Para arreglar las cosas, Lagarde invitó a mediados de noviembre a todo el órgano directivo del BCE a un retiro en un palacio cerca de Fráncfort.

Su método es «mostrar que ella escucha los argumentos de los demás en lugar de querer imponer sus puntos de vista desde el principio», señala Eric Dor, director de estudios económicos en el IESEG.

El eurodiputado conservador alemán Markus Kerber quisiera verla «emanciparse aún más de su predecesor», del que solo aplica la política de intereses bajos.

Será juzgada por «su capacidad de gestionar lo que probablemente será un lento proceso de normalización de la política monetaria», considera George Buckley, economista de Nomura.

Llegará el momento en el que haya que poner fin a la política generosa del BCE, que hasta la fecha ha inyectado casi 2,7 billones de euros en el circuito monetario.

Lagarde también lanzó un proyecto para revisar la estrategia de la institución.

Se trata de redefinir el objetivo de inflación del BCE, considerado demasiado rígido.
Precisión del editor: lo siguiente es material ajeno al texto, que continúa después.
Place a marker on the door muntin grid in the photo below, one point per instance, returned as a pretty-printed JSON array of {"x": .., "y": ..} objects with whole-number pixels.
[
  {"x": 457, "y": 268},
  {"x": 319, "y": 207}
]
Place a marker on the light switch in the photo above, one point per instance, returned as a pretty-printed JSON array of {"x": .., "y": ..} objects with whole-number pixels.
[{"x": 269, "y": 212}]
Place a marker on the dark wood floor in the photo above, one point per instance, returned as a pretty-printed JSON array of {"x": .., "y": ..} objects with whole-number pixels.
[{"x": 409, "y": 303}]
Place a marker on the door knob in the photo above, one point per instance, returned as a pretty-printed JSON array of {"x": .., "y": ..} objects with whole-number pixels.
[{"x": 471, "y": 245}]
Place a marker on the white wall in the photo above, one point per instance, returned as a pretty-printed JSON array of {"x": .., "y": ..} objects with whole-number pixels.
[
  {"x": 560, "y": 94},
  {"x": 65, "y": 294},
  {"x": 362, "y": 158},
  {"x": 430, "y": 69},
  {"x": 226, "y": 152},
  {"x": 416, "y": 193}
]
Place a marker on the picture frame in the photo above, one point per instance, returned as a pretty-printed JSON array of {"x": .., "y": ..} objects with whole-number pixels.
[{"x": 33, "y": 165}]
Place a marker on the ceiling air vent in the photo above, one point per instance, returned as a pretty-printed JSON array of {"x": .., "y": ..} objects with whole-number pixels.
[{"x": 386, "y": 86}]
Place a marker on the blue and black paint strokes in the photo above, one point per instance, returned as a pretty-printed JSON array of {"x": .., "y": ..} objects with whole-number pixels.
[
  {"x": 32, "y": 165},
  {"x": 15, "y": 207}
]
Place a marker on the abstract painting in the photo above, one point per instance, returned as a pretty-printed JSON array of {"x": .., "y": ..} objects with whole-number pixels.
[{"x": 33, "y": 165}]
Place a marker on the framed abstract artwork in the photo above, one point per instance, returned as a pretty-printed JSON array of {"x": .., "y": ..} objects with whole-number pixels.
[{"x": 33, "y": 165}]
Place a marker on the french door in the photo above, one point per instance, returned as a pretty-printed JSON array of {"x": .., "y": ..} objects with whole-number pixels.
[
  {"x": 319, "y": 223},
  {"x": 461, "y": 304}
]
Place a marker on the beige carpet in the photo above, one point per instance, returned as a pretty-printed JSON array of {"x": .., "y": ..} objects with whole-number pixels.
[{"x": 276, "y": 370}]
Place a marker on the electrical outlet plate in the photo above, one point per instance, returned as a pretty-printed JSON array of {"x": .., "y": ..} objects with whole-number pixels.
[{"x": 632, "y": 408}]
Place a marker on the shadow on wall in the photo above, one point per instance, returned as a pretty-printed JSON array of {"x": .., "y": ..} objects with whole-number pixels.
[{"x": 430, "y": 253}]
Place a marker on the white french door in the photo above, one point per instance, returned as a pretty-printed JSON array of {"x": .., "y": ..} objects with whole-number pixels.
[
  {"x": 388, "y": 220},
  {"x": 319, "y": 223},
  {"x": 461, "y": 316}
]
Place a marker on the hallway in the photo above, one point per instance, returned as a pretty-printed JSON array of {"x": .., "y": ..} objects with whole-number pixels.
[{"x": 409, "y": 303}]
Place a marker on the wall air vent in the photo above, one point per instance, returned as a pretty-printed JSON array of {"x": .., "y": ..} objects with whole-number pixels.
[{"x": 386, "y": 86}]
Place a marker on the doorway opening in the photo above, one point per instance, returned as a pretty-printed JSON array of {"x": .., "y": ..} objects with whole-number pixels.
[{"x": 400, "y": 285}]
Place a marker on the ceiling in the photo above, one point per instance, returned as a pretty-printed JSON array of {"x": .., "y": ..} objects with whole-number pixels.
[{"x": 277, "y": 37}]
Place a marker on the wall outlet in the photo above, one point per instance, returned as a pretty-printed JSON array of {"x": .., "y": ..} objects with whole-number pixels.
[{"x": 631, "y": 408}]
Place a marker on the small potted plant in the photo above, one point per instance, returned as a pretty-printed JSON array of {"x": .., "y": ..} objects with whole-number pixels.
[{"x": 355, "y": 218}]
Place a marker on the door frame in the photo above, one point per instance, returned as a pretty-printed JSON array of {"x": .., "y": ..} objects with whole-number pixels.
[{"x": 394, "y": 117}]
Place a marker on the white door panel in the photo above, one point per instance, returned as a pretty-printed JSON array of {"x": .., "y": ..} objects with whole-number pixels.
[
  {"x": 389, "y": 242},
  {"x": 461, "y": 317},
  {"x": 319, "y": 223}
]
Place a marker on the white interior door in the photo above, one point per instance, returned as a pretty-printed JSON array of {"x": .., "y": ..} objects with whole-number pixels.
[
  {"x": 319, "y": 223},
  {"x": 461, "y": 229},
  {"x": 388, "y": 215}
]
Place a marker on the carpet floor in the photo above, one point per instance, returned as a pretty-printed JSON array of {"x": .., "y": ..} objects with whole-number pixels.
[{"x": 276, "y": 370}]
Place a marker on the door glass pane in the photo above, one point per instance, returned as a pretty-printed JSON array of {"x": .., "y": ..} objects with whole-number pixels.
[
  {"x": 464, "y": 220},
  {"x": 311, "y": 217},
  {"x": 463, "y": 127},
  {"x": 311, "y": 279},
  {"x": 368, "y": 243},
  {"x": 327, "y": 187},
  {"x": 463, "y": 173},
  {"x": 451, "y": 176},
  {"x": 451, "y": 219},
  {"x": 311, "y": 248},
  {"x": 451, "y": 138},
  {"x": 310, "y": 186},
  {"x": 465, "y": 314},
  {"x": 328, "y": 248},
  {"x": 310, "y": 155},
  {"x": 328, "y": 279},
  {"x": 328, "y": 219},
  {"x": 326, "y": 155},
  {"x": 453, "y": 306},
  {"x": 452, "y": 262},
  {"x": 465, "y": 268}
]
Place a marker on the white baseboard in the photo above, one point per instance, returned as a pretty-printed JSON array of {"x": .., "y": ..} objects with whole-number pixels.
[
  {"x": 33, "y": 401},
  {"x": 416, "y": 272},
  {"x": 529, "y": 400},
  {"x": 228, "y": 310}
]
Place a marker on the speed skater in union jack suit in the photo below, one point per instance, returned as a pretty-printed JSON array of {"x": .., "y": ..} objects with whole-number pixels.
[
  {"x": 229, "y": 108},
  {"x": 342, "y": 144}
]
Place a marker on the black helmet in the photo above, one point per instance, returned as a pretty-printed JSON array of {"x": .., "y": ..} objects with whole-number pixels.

Pero también de integrar la lucha contra el cambio climático en la política monetaria pese a no ser del agrado de los banqueros centrales ortodoxos.

Hasta el momento Lagarde «pasó más tiempo en política que en política monetaria», dijo Frederik Ducrozet, analista en Pictet Wealth Management.

Comunicación bajo control

En Alemania, la francesa debe convencer a una opinión pública escaldada con la política de Draghi, acusado de arruinar a los ahorradores por sus tipos de interés muy bajos.

Se aloja en una habitación de hotel, a la espera de mudarse, pero se esfuerza en mostrar que tiene interés en integrarse en la vida de Fráncfort. Estuvo presente cuando el alcalde expresó sus mejores deseos de Año Nuevo.

Su entorno confiesa que acude a la ópera, asistió a una exposición de Van Gogh con su marido llegado de Marsella (sur de Francia) y le gusta caminar a orillas del Meno, el río que cruza Fráncfort.

En el BCE a veces almuerza en la cantina del personal o juega al ping-pong con empleados discapacitados durante una manifestación sobre la diversidad, según imágenes difundidas en su cuenta de Instagram.

La comunicación interna también está bajo control. «Se trata de suprimir el anonimato en un foro de intranet que recoge los comentarios del personal» para evitar críticas demasiado agresivas, estima un empleado del BCE que no desea dar su nombre. «Si se levanta el anonimato, ya nadie se expresará», añade.